Another Rotation Domino Falls


A major Reds grievance on Twitter—and what a 2018 phrase that is—about last season stemmed from confusion: Why did a rebuilding team destined for 94 defeats permit a journeyman (Tim Adleman) and a 34-year-old (Scott Feldman) to pace the pitching staff in innings pitched? Yes, those are the same Tim Adleman that now pitches for the Korea Baseball Organization’s Samsung Lions and the same Scott Feldman that remains a free agent as baseball nears the All-Star Break.

None of the Reds’ touted young pitchers cracked 100 innings in the majors in 2017. Luis Castillo (89.1 innings) and Sal Romano (87) were admittedly close—the former skipped Triple-A entirely, while the latter accumulated 49.1 frames before being promoted—but they were the exceptions. Former first round pick and future Louisville Bat Hall of Famer Robert Stephenson netted 84.2 innings, but only 11 starts. Cody Reed, one of the prized pieces acquired when Johnny Cueto was traded to the Royals in July 2015, garnered one start. Meanwhile, 40-year-old Bronson Arroyo started 14 games. In the Reds’ defense, they did provide starting opportunities to Amir Garrett and Rookie Davis (remember him?) out of spring training, but both pitched their way out of the rotation through a combination of injuries and poor performance. Nonetheless, 2017 remains an opportunity missed.

In 2018, much-needed young arm categorizing has occurred in place of veteran favoritism. Adleman, Feldman, and Arroyo are long gone. Castillo, Romano, and hyped right-hander Tyler Mahle have made 16 starts apiece and rank third, second, and first on the team respectively in innings pitched. Garrett (2.59 ERA, 49 strikeouts in 41.2 innings) has thrived in the bullpen. Anthony DeSclafani, a solid rotation mainstay from 2015-16, has returned from injury and looked (mostly) like his former self through four starts.

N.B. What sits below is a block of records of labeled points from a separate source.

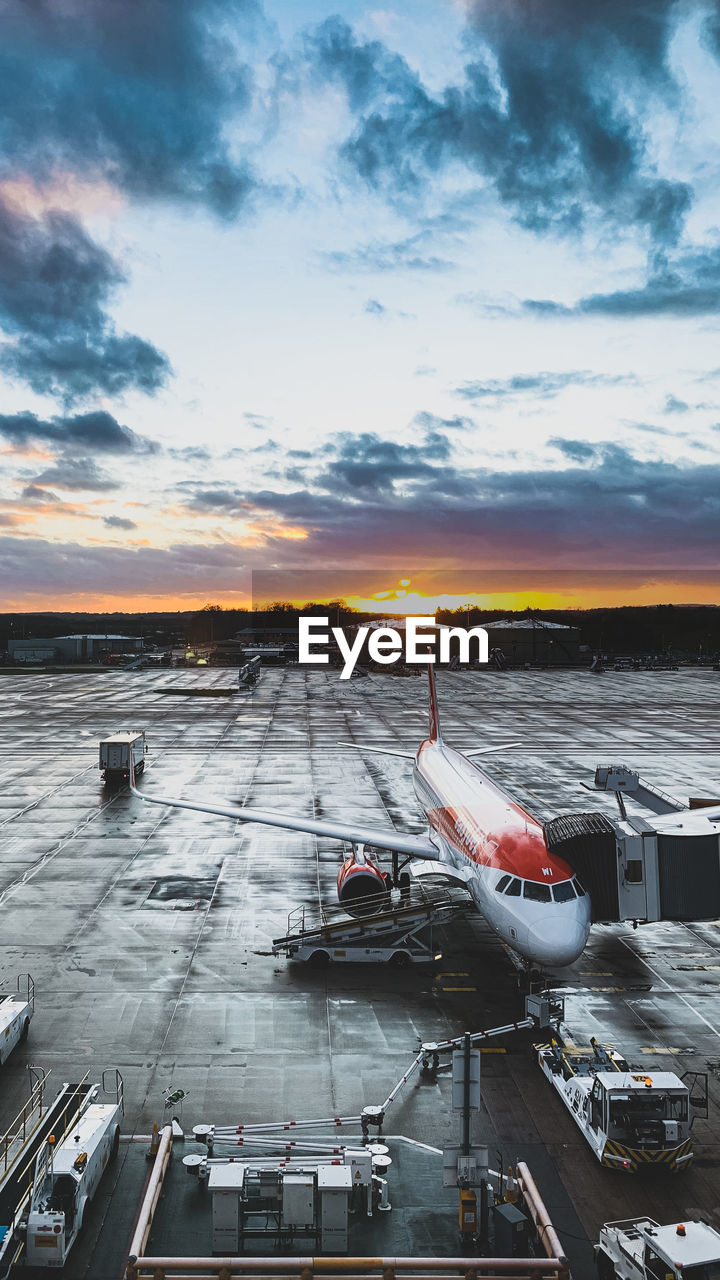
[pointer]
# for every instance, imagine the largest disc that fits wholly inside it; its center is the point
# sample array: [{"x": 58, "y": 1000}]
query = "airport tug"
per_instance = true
[
  {"x": 639, "y": 1248},
  {"x": 65, "y": 1179},
  {"x": 629, "y": 1118},
  {"x": 16, "y": 1013}
]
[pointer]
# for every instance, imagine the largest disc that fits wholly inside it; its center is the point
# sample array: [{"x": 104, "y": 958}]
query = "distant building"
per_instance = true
[
  {"x": 531, "y": 640},
  {"x": 89, "y": 648}
]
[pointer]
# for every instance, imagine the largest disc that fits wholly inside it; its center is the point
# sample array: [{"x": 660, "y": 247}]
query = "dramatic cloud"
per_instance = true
[
  {"x": 680, "y": 284},
  {"x": 54, "y": 288},
  {"x": 118, "y": 522},
  {"x": 550, "y": 110},
  {"x": 593, "y": 510},
  {"x": 76, "y": 474},
  {"x": 675, "y": 406},
  {"x": 578, "y": 451},
  {"x": 136, "y": 94},
  {"x": 543, "y": 385},
  {"x": 98, "y": 430},
  {"x": 413, "y": 254}
]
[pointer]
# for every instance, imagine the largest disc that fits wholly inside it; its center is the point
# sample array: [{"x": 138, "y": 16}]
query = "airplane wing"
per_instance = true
[
  {"x": 355, "y": 832},
  {"x": 378, "y": 750}
]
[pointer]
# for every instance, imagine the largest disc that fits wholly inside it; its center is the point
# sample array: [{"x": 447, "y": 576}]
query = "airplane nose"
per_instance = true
[{"x": 554, "y": 942}]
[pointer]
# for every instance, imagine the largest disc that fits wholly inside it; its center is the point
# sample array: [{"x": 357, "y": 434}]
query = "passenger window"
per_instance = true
[
  {"x": 537, "y": 892},
  {"x": 564, "y": 891}
]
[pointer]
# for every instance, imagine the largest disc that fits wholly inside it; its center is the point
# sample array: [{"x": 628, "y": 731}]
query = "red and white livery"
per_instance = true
[{"x": 477, "y": 833}]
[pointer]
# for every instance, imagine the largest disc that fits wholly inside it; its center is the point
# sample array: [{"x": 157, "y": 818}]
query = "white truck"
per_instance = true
[
  {"x": 67, "y": 1178},
  {"x": 632, "y": 1119},
  {"x": 638, "y": 1248},
  {"x": 117, "y": 752},
  {"x": 16, "y": 1013}
]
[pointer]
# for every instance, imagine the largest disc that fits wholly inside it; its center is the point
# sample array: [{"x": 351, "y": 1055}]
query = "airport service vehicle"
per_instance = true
[
  {"x": 641, "y": 1249},
  {"x": 118, "y": 752},
  {"x": 16, "y": 1013},
  {"x": 478, "y": 836},
  {"x": 67, "y": 1178},
  {"x": 630, "y": 1119}
]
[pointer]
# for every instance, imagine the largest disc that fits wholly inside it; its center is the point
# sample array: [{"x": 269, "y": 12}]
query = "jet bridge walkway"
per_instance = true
[{"x": 400, "y": 933}]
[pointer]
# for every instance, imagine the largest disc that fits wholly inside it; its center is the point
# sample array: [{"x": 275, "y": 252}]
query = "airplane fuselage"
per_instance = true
[{"x": 527, "y": 894}]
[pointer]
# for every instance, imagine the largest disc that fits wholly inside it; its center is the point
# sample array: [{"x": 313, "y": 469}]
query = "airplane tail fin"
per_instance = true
[{"x": 434, "y": 734}]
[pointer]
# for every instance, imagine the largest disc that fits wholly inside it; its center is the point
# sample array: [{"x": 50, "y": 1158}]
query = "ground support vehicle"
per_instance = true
[
  {"x": 16, "y": 1013},
  {"x": 118, "y": 752},
  {"x": 68, "y": 1175},
  {"x": 641, "y": 1249},
  {"x": 629, "y": 1118}
]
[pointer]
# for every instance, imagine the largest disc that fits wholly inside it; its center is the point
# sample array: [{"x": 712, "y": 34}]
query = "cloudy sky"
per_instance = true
[{"x": 308, "y": 287}]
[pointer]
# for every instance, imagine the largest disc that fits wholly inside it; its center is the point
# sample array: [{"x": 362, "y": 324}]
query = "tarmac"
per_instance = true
[{"x": 149, "y": 931}]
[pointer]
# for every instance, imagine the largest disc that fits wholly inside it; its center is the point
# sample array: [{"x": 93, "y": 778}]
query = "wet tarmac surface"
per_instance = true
[{"x": 149, "y": 931}]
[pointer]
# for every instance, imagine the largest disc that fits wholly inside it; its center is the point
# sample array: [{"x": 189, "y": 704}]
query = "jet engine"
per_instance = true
[{"x": 361, "y": 886}]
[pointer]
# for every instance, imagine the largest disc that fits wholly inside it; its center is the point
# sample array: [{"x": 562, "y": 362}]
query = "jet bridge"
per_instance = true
[
  {"x": 659, "y": 864},
  {"x": 400, "y": 933}
]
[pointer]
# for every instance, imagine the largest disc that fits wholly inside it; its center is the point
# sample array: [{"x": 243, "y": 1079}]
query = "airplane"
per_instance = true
[{"x": 478, "y": 836}]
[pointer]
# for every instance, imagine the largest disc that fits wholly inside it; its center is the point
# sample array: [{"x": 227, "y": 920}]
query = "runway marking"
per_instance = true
[{"x": 664, "y": 981}]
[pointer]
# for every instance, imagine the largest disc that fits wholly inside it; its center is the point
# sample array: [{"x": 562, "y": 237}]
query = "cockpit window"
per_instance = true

An ineffective and probably washed-up Homer Bailey made way for a more effective Matt Harvey—who has allowed three earned runs or fewer in three straight starts—an impending free agent who likely has a maximum of a month worth of starts remaining as a Red before he’s shipped off to a contender, which (hopefully) clears a path for Stephenson or Reed’s latest audition.

Further sorting came earlier this week with the news that Brandon Finnegan, the author of 44 substandard starts since his arrival in the Cueto trade, would be moving to the bullpen after notching a 7.24 ERA in eight starts at Triple-A Louisville. The adjustment makes sense on many levels: Finnegan enjoyed previous high-profile success as a reliever; during his lone full season as a starter in 2016, his 11.4% walk rate was the highest of 71 qualified MLB starting pitchers; and the rotation picture has come into focus since his demotion earlier this season. Mahle and Castillo, and to a lesser extent Romano, have room to grow but have shown consistency over the past month. DeSclafani isn’t going anywhere. And it would be a shock to this author if the front office did not dip into its deep prospect reserves and failed to add a top-of-the-rotation talent via trade prior to next season. Factor in Stephenson, Reed, and the possible addition of another veteran through trade or free agency, and it was clear that Finnegan had fallen way behind in the pecking order.

Good vibrations are all-around in Redsland following the club’s recent seven-game win streak, an impressive run that served as a near-bookend for Cincinnati’s 30-28 record since its season-killing 3-18 beginning. And with a strong offense and sturdy bullpen taking shape, an average rotation is the last step between the Reds and respectability.